Me llamó llorando y yo llamé a mi tía. «No eres sangre de la sangre». Lo pienso y me hierve esa misma sangre que no compartía con ella en su versión. Luego se murió esa tía y su marido (mi padrino de boda) y el otro hermano de mi padre y su mujer... nunca nos avisaron. Del hermano de mi padre sí nos enteramos porque vimos la ambulancia en la puerta de su casa y mi madre se empeñó en subir a ver qué había pasado. Nos recibieron como si fuéramos los del gas. Preguntamos por el tanatorio y nos dijeron: «no hace falta que vengáis». Con todo esto quiero contar que sí, que se puede tener una familia que no quiere nada contigo. Que puede machacarte, insultarte, despreciarte hasta que tienes que marchar por tu propia dignidad. ¿Por qué le decimos a alguien que no aguante a una pareja que la trata mal y con la familia siempre es "es que son familia"? Yo no tengo familia paterna. Me importan un pimiento. Los que quedan vivos, mis primos, siguen haciéndole feos a mi madre que sigue, como la madre de Galder, disculpándoles. De mi boca pueden salir los peores improperios sobre ellos; de la de mi madre, nunca.
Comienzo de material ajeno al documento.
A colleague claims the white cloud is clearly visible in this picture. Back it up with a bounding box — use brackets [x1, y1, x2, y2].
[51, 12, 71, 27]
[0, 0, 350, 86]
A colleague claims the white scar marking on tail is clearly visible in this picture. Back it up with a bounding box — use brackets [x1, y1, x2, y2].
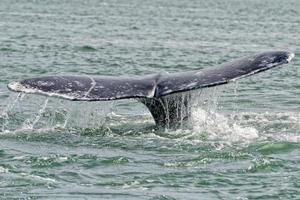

Ahora entiendo a mi padre. Tenía una familia de mierda y encontró en la de mi madre a gente maravillosa que lo quiso como no lo querían ni su madre ni sus hermanos, gente que le trataba bien, que quería a sus hijos, gente generosa que no le hacía desprecios ni le dejaba de lado. Gente que lloró en su entierro como no lloró su familia. Gente que todavía, ahora, le recuerdan en el chat familiar y en las conversaciones. No hay que empeñarse en seguir al lado del que no te quiere. No hay que perder ni un segundo pensando en por qué no te quiere. No hay que desesperarse pensando en por qué no se molesta en conocerte y saber que no tienes nada contra él. No merece la pena. No hay tiempo. No hay que ponerse a su altura. No todos somos buenos, hay gente muy ruin y miserable y pueden ser tu familia por apellido pero nada más.
No merece la pena.
PS: en la foto, mi padre es el que está encima del burro. El señor con la escopeta es mi abuelo Gonzalo que murió poco después cuando mi padre tenía 14 años. Me hubiera gustado conocerle.